Ispiratissima, concentrata, con un sound levigato quel tanto che basta a dare i giusti contorni alle canzoni ma suonato come se fosse dal vivo, Lucinda Williams sfodera un disco che è l'apoteosi del suo songwriting, delle sue capacità di performer e della sua splendida, innata indole rock'n'roll. Il termine di paragone più vicino è, senza esitazioni, il suo capolavoro, Car Wheels On Gravel Road: Blessed è meno istintivo e più ragionato, cede qualcosa alla freschezza (ed è anche inevitabile, visti gli anni e i dischi consumati da Lucinda Williams) e ne guadagna in maturità. Soprattutto ne guadagna il suo suono, sospeso sempre tra le ballate rarefatte e le spettacolari incursioni in uno dei rock'n'roll più elettrici degli ultimi anni, ne ha guadagnato. Va detto che alla solida coppia di produttori che già l'aveva seguita per Little Honey, ovvero Eric Liljestrand e Tom Overby, si è aggiunto Don Was e gli effetti si sentono soprattutto in termini di omogeneità e di impatto sonoro. Persino l'invitato di turno, Elvis Costello, che qui rende il favore a Lucinda Williams per il duetto su The Delivery Man sembra un altro. La sua chitarra (insieme ad altre due o tre, per inciso) rende Seeing Black una meravigliosa cavalcata elettrica e il fatto che sia messa lì, nel cuore di Blessed, non deve essere un caso.

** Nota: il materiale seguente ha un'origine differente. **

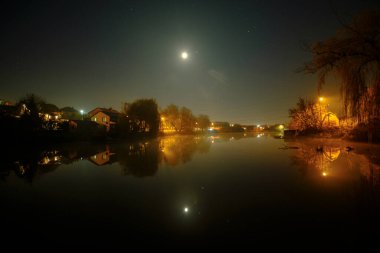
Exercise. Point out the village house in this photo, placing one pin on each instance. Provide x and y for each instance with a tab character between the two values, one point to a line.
107	117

Attorno a Seeing Black, si coagulano anche Soldier's Song, una ballata strepitosa che racconta questi anni di guerra come nessun altro ha fatto, e la stessa Blessed che in sé è la migliore carta d'identità di Lucinda Williams. Non ci importa il gossip (c'è fin troppa gente che se ne occupa), ma in tutta evidenza il recente matrimonio ha giovato alle condizioni in cui scaturisce il suo songwriting: a parte Seeing Black, Soldier's Song e forse Ugly Truth, la Lucinda Williams di Blessed è un'appassionata, convinta e particolarissima interprete degli "inarticolati linguaggi del cuore", per dirla con Van Morrison. Sa di cosa sta parlando quando si parla d'amore (e qui, invece, per citare Raymond Carver, uno che non è molto distante dalle sue visioni): To Be Loved, Sweet Love, Kiss Like Your Kiss celebrano l'amore a tutto tondo, che poi non è riferito soltanto ai legami con un'altra persona, ma è tout court un modo di affrontare la vita. Basta sentire Buttercup (non è difficile, è la prima del disco) per capire che Lucinda Williams ama gli Stones, così come tutti quei musicisti il cui nome scompare spesso nelle note a piè di pagina, ma che sanno dare sempre un contributo superiore. In Blessed ci sono, tra gli altri, Matthew Sweet alle voci, Rami Jaffe alle tastiere e l'onnipresente Greg Leisz alle chitarre che, con tutta l'attenzione alle canzoni di Lucinda Williams, diffondono raffinatezze a piene mani. Di più, non si può chiedere, ma per gli eterni insoddisfatti, la versione speciale di Blessed contiene anche un altro disco, The Kitchen Tapes, che ritare Lucinda Williams sola con la sua chitarra e le sue (e altre ancora) canzoni. Tra i dischi dell'anno, già da adesso.